A piora da função renal (↑ creatinina) e hipercalemia após início de IECA/BRA em paciente com hipertensão refratária, especialmente idoso, sugere estenose bilateral de artéria renal ou estenose em rim único funcionante, exigindo investigação com Doppler renal.
A hipertensão arterial é uma condição crônica comum, mas em alguns casos, pode ser secundária a uma causa subjacente, como a estenose de artéria renal (EAR). A EAR é uma causa importante de hipertensão renovascular, especialmente em idosos, onde a aterosclerose é a etiologia mais comum. A suspeita de EAR deve surgir em pacientes com hipertensão de difícil controle (refratária), hipertensão de início súbito ou grave, ou em casos de piora da função renal e/ou hipercalemia após a introdução de inibidores da enzima conversora de angiotensina (IECA) ou bloqueadores do receptor de angiotensina (BRA). O mecanismo pelo qual IECA/BRA pioram a função renal na EAR é crucial. Em pacientes com estenose significativa de uma ou ambas as artérias renais, a perfusão renal distal à estenose é reduzida, ativando o sistema renina-angiotensina-aldosterona (SRAA). A angiotensina II, potente vasoconstritor, mantém a pressão de filtração glomerular através da constrição da arteríola eferente. Quando um IECA ou BRA é administrado, essa vasoconstrição é bloqueada, levando à vasodilatação da arteríola eferente e a uma queda abrupta da taxa de filtração glomerular, resultando em aumento da creatinina e, por vezes, hipercalemia. Diante de um quadro de hipertensão refratária e piora da função renal/hipercalemia após IECA/diurético, a suspensão imediata do IECA (e do diurético, se contribuindo para hipercalemia) e a investigação da EAR são imperativas. A ultrassonografia com Doppler de artérias renais é o exame de escolha para rastreamento, sendo não invasivo e capaz de identificar estenoses significativas. Outros exames incluem angiotomografia ou angiorressonância, e a angiografia renal é o padrão-ouro para diagnóstico e tratamento.

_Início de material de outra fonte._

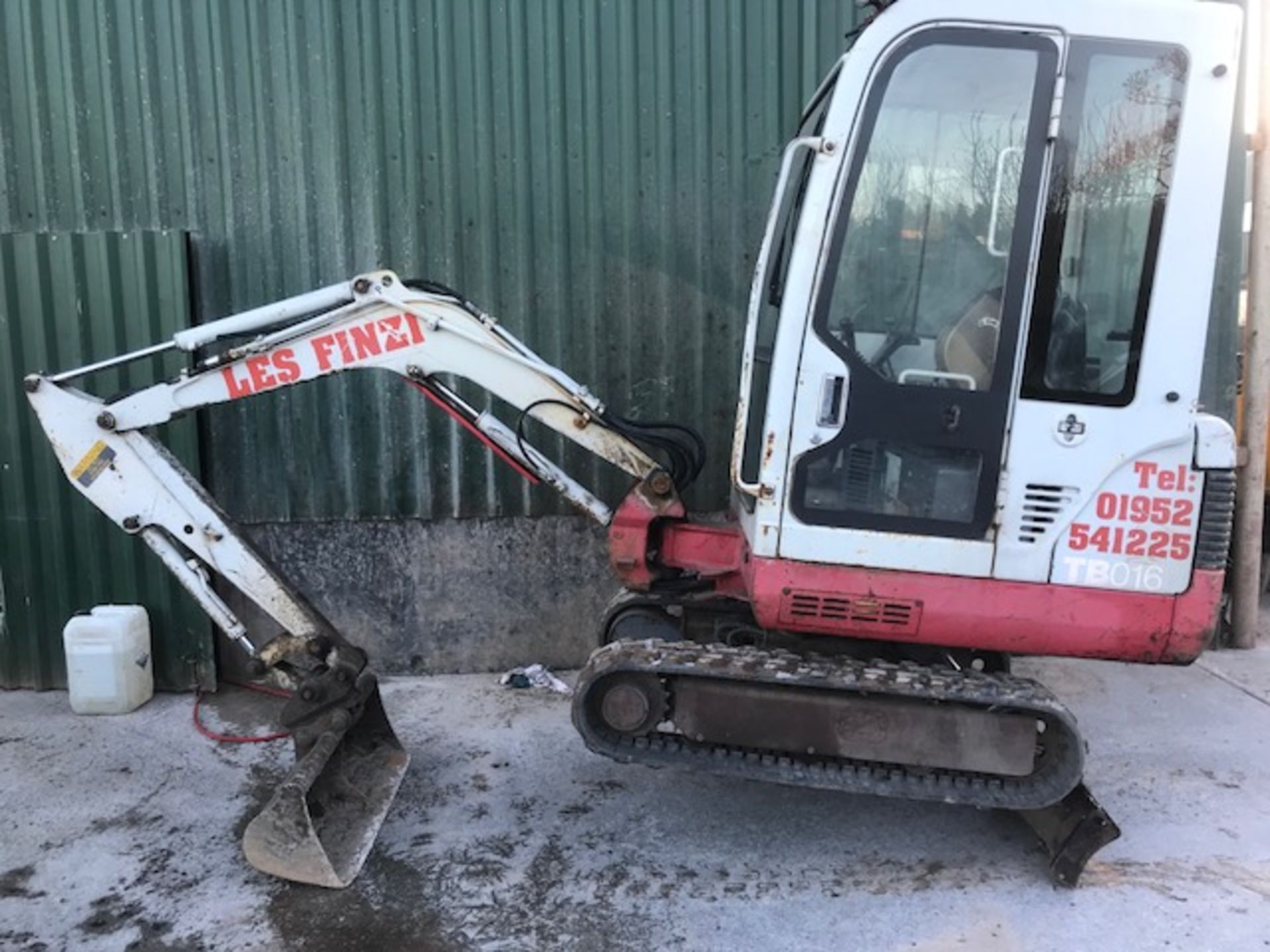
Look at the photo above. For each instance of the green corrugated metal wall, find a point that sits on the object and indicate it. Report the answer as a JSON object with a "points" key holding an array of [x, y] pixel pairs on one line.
{"points": [[595, 173], [64, 300]]}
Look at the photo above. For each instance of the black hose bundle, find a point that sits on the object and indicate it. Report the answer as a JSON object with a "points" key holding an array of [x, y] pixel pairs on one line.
{"points": [[683, 448]]}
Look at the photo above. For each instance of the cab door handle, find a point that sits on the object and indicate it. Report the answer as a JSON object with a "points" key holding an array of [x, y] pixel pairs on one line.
{"points": [[833, 400]]}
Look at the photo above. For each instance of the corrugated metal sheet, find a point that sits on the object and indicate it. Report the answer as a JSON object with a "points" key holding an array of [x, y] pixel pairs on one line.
{"points": [[593, 173], [65, 300]]}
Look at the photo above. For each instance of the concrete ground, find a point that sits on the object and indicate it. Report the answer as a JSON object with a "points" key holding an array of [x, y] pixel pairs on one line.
{"points": [[122, 833]]}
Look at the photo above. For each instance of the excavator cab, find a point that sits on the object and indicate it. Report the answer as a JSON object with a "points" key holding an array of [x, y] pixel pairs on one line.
{"points": [[984, 299]]}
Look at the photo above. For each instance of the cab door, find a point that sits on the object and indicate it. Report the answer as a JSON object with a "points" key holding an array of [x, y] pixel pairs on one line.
{"points": [[1104, 489], [906, 376]]}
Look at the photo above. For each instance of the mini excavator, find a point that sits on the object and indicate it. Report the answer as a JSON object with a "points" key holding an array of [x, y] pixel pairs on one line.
{"points": [[968, 428]]}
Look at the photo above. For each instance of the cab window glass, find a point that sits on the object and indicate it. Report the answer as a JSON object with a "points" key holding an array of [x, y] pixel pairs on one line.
{"points": [[1113, 165]]}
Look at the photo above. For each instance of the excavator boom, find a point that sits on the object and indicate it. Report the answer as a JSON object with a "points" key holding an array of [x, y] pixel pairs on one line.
{"points": [[323, 819]]}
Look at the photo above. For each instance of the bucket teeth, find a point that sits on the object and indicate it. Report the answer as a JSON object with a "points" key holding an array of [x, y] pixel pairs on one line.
{"points": [[323, 819]]}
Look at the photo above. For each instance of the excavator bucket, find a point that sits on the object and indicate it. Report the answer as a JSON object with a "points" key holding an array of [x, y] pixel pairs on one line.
{"points": [[323, 819]]}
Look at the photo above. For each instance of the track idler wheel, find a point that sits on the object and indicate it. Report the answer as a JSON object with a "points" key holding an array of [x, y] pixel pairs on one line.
{"points": [[632, 705]]}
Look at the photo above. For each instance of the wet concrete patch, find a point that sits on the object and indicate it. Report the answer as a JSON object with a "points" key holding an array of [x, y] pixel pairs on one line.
{"points": [[15, 884], [509, 836]]}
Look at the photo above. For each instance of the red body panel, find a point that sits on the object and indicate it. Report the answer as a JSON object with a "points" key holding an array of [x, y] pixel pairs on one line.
{"points": [[988, 615]]}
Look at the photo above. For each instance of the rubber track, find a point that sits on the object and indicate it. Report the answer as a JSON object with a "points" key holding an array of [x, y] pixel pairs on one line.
{"points": [[1058, 771]]}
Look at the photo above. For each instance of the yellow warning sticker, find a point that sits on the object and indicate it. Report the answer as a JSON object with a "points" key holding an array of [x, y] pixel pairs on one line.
{"points": [[93, 463]]}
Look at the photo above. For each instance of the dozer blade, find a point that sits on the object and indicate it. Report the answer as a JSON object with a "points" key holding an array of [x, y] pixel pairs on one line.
{"points": [[323, 819]]}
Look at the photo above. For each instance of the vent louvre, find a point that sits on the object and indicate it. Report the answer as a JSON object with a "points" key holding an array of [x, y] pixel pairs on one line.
{"points": [[849, 615], [1043, 507]]}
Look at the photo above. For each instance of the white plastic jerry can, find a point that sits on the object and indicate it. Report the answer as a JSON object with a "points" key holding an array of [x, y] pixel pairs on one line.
{"points": [[108, 664]]}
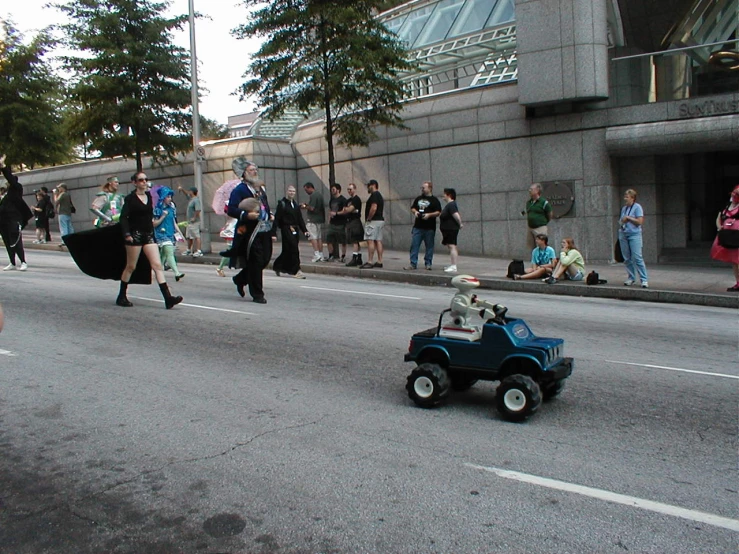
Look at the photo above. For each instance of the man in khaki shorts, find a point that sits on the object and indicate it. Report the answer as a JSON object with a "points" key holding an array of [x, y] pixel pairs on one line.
{"points": [[373, 224], [315, 218]]}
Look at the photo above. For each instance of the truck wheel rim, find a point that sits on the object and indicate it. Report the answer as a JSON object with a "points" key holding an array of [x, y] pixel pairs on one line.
{"points": [[514, 400], [423, 387]]}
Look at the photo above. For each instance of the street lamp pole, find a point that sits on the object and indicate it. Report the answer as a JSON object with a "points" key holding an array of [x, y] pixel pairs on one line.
{"points": [[198, 151]]}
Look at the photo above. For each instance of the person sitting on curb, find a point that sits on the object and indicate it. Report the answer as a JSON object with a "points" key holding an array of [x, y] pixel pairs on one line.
{"points": [[571, 264], [543, 260]]}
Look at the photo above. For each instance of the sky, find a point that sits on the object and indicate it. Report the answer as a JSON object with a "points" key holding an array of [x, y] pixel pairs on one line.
{"points": [[222, 58]]}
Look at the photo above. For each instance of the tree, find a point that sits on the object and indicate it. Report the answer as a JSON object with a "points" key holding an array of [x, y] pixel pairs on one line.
{"points": [[30, 96], [131, 85], [327, 55]]}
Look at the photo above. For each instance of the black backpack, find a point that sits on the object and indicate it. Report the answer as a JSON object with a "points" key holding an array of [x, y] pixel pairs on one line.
{"points": [[515, 268], [594, 279]]}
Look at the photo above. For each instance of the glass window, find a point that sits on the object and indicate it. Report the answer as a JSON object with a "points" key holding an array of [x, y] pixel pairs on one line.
{"points": [[395, 23], [504, 12], [414, 24], [472, 17], [439, 23]]}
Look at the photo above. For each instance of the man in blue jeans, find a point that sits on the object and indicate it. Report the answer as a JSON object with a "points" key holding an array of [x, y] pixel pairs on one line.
{"points": [[425, 210]]}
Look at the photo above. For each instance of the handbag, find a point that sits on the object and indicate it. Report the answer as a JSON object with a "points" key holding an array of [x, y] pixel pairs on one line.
{"points": [[617, 254]]}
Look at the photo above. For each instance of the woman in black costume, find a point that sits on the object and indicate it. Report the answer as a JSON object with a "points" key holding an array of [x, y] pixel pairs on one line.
{"points": [[14, 214], [138, 233]]}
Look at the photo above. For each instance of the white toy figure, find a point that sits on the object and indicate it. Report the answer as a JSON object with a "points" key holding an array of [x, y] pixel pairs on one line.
{"points": [[465, 305]]}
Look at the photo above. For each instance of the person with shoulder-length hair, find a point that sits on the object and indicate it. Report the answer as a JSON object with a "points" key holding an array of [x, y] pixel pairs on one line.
{"points": [[137, 224], [630, 239], [725, 220], [14, 214], [570, 265]]}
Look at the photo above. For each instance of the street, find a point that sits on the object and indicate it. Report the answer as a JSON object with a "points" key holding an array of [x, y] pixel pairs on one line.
{"points": [[227, 426]]}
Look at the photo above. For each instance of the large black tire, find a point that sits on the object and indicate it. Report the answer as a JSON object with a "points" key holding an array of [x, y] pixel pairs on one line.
{"points": [[461, 384], [427, 385], [550, 390], [517, 397]]}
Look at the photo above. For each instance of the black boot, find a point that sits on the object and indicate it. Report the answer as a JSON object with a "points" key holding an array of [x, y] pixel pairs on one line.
{"points": [[169, 300], [122, 300]]}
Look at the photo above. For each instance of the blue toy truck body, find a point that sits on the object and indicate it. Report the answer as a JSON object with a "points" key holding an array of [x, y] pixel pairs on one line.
{"points": [[507, 351]]}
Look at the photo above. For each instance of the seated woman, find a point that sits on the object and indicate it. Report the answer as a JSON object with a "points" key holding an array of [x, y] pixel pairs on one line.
{"points": [[571, 264], [543, 260]]}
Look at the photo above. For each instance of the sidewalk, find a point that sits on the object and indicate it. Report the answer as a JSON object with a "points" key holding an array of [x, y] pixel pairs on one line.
{"points": [[679, 284]]}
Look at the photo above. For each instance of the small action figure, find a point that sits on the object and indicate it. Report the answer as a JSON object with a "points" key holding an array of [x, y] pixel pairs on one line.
{"points": [[465, 305]]}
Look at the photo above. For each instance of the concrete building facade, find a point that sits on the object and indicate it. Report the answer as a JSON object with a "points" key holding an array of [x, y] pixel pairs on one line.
{"points": [[587, 97]]}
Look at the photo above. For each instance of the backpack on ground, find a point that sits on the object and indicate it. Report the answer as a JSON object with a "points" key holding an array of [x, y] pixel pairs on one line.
{"points": [[594, 279], [515, 268]]}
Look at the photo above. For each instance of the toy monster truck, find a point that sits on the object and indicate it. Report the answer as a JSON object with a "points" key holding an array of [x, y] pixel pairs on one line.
{"points": [[502, 349]]}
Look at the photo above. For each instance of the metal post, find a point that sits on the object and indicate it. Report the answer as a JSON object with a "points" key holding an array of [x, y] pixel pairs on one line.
{"points": [[198, 151]]}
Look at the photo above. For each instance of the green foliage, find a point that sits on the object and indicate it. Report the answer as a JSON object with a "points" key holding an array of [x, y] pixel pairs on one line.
{"points": [[30, 97], [333, 56], [131, 85]]}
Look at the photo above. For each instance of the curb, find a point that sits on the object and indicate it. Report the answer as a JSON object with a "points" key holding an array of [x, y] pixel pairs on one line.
{"points": [[437, 278]]}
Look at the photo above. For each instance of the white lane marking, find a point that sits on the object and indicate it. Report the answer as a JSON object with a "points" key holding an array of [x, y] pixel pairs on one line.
{"points": [[360, 292], [608, 496], [195, 306], [677, 369]]}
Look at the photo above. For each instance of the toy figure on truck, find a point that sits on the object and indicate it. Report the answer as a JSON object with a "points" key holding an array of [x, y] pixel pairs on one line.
{"points": [[473, 341]]}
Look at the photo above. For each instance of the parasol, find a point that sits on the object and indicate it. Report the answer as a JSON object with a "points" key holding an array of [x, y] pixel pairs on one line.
{"points": [[221, 196]]}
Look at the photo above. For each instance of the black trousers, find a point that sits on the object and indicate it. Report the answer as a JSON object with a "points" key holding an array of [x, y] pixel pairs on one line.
{"points": [[289, 259], [10, 231]]}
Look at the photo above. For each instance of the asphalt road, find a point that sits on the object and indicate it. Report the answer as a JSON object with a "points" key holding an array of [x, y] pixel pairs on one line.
{"points": [[227, 426]]}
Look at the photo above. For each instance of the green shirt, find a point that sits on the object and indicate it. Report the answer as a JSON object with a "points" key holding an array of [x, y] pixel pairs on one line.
{"points": [[537, 212]]}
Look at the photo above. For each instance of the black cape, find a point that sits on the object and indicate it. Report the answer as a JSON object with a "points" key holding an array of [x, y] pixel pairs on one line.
{"points": [[101, 253]]}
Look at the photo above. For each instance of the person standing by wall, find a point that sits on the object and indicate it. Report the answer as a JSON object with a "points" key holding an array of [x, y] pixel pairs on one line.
{"points": [[194, 212], [726, 220], [425, 209], [336, 235], [137, 224], [374, 221], [315, 210], [107, 204], [538, 212], [64, 208], [450, 222], [14, 215], [354, 229], [41, 216], [630, 239], [289, 221]]}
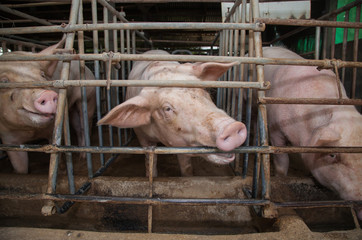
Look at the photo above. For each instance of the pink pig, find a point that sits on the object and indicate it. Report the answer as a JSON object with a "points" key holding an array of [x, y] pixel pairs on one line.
{"points": [[178, 117], [28, 114], [314, 125]]}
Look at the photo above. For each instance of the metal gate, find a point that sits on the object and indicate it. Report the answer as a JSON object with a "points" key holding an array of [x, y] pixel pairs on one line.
{"points": [[111, 60]]}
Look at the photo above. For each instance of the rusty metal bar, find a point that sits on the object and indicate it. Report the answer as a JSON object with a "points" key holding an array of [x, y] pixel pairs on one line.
{"points": [[117, 57], [65, 28], [171, 201], [344, 47], [319, 101], [26, 5], [309, 23], [97, 76], [24, 15], [18, 42], [122, 18], [263, 125], [232, 11], [355, 53], [136, 201], [175, 150], [136, 83], [151, 160], [84, 102], [332, 14], [342, 9], [48, 208]]}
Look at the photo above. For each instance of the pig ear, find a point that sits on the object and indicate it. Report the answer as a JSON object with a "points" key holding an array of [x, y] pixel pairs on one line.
{"points": [[50, 66], [211, 71], [134, 112], [325, 136]]}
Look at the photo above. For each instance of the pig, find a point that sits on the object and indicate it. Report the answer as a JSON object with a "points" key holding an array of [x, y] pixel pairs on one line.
{"points": [[177, 117], [28, 114], [314, 125]]}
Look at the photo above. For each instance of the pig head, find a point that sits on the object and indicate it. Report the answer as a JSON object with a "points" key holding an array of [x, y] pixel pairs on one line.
{"points": [[28, 114], [178, 117], [315, 125]]}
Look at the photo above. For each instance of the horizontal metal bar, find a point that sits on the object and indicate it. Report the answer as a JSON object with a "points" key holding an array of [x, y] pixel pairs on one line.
{"points": [[136, 83], [171, 201], [133, 200], [65, 28], [178, 150], [117, 57], [318, 204], [309, 23], [23, 43], [319, 101]]}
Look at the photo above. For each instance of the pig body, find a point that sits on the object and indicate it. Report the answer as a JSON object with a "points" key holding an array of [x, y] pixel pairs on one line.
{"points": [[177, 117], [28, 114], [314, 125]]}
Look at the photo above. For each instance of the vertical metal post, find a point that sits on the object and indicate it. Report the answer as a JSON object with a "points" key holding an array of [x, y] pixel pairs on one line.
{"points": [[333, 45], [48, 209], [344, 46], [68, 155], [84, 113], [317, 42], [355, 52], [123, 73], [262, 107], [97, 75], [325, 42], [150, 193], [116, 75], [250, 73], [107, 68]]}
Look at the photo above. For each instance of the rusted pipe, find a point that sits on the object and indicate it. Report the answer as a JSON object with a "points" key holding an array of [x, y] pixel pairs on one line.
{"points": [[175, 150], [65, 28], [136, 83], [309, 23], [117, 57], [318, 101]]}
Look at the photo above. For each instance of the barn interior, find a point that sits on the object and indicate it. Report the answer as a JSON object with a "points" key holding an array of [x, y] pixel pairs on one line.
{"points": [[108, 195]]}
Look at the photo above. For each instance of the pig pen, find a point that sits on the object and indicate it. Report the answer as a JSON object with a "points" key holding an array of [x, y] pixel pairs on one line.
{"points": [[108, 196]]}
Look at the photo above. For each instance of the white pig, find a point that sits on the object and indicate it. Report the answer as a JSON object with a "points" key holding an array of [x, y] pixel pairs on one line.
{"points": [[177, 117], [314, 125], [28, 114]]}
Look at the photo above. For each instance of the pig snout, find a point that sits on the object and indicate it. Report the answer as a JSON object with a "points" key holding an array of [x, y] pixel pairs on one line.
{"points": [[47, 102], [232, 136], [359, 212]]}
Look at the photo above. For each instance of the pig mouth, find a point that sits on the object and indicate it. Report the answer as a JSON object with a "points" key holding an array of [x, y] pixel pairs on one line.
{"points": [[44, 116], [220, 158]]}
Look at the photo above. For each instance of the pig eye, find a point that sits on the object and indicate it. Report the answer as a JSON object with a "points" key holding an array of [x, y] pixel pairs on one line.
{"points": [[4, 80], [168, 111], [332, 158], [42, 74]]}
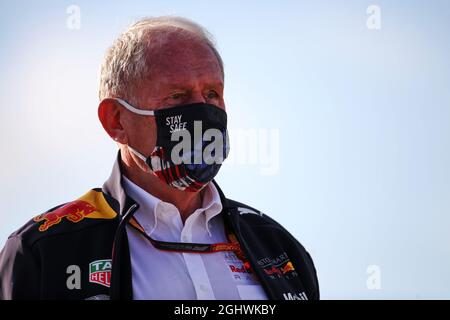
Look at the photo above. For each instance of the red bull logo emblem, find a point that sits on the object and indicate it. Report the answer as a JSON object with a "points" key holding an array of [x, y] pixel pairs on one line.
{"points": [[288, 267], [74, 211]]}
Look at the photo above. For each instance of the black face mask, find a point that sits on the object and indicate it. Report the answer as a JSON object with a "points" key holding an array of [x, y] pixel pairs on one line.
{"points": [[192, 142]]}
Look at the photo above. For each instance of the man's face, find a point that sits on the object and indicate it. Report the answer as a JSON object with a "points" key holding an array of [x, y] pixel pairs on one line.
{"points": [[183, 70]]}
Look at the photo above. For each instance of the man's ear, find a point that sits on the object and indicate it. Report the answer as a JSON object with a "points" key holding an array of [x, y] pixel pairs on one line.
{"points": [[109, 113]]}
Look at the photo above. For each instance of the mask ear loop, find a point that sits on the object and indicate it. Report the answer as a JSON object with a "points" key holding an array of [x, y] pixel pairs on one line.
{"points": [[129, 107], [141, 112]]}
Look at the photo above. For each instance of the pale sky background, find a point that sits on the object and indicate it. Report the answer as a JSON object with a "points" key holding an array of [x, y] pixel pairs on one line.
{"points": [[362, 116]]}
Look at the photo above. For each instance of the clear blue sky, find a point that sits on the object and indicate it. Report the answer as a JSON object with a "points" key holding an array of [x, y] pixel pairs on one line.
{"points": [[362, 117]]}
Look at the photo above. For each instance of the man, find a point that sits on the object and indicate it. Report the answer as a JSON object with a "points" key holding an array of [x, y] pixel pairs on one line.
{"points": [[160, 227]]}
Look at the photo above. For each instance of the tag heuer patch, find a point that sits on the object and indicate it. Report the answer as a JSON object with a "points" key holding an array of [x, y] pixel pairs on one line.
{"points": [[100, 272]]}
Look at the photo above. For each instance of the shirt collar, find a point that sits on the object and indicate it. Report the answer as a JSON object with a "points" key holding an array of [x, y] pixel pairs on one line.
{"points": [[159, 210]]}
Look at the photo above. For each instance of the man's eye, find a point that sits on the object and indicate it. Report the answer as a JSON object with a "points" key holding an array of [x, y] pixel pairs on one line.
{"points": [[177, 96], [212, 95]]}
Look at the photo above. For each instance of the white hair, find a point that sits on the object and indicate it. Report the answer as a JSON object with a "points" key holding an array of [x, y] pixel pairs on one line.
{"points": [[126, 62]]}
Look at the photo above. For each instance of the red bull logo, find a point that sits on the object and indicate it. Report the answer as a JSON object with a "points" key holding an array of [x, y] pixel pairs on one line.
{"points": [[288, 267], [74, 211]]}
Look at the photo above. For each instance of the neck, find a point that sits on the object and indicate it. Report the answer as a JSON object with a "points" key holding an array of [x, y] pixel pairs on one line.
{"points": [[186, 202]]}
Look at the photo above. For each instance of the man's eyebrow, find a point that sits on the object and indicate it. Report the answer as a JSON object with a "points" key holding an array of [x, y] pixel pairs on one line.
{"points": [[184, 85]]}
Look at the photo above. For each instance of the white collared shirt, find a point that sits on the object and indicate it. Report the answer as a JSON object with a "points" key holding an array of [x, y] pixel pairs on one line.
{"points": [[158, 274]]}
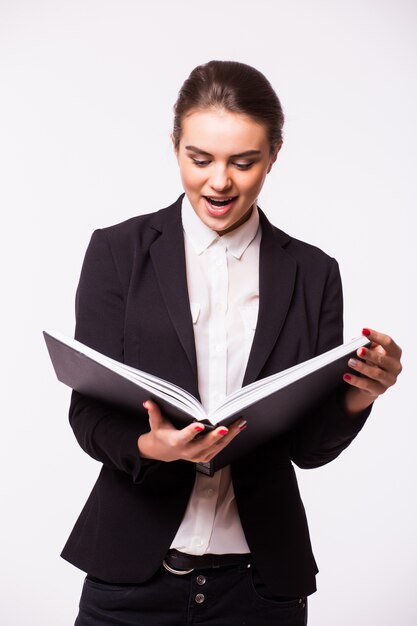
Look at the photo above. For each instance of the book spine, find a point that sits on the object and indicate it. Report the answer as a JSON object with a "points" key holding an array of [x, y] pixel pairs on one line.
{"points": [[205, 468]]}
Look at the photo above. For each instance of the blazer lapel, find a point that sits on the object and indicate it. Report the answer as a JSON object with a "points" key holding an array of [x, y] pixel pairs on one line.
{"points": [[168, 257], [277, 272]]}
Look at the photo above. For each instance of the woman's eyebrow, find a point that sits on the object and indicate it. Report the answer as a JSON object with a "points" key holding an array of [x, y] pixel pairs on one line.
{"points": [[233, 156]]}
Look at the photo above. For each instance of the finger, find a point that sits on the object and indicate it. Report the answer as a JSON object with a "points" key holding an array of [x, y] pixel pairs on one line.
{"points": [[385, 341], [156, 419], [207, 447], [377, 356], [386, 378]]}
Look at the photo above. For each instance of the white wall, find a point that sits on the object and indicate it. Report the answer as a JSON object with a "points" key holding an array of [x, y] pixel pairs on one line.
{"points": [[87, 89]]}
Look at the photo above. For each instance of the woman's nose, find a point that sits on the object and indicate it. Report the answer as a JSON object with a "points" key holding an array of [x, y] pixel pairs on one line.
{"points": [[220, 179]]}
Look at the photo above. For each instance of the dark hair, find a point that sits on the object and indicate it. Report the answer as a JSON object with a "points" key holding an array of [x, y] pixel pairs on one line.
{"points": [[236, 87]]}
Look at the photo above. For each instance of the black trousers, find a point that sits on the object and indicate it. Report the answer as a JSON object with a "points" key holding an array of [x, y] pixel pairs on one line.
{"points": [[226, 596]]}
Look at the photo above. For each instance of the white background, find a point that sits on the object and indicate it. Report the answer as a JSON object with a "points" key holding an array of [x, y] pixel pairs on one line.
{"points": [[87, 89]]}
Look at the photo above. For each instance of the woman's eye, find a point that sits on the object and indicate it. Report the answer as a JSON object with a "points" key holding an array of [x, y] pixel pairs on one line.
{"points": [[243, 166]]}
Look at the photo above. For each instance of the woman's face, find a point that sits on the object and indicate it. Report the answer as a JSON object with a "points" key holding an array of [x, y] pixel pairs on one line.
{"points": [[224, 158]]}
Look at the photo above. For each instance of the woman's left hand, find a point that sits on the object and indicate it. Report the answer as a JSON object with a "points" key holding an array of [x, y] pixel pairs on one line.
{"points": [[379, 366]]}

Suspeita-se em pacientes com hipertensão refratária, início súbito de hipertensão grave, assimetria renal, edema pulmonar de repetição ou piora da função renal/hipercalemia após IECA/BRA.
Em estenose bilateral ou rim único, a filtração glomerular depende da vasoconstrição da arteríola eferente mediada pela angiotensina II. O IECA bloqueia essa angiotensina, causando vasodilatação e queda da filtração.
A ultrassonografia com Doppler de artérias renais é o exame de primeira linha, não invasivo, para rastreamento e diagnóstico de estenose de artéria renal, avaliando fluxo e estenoses.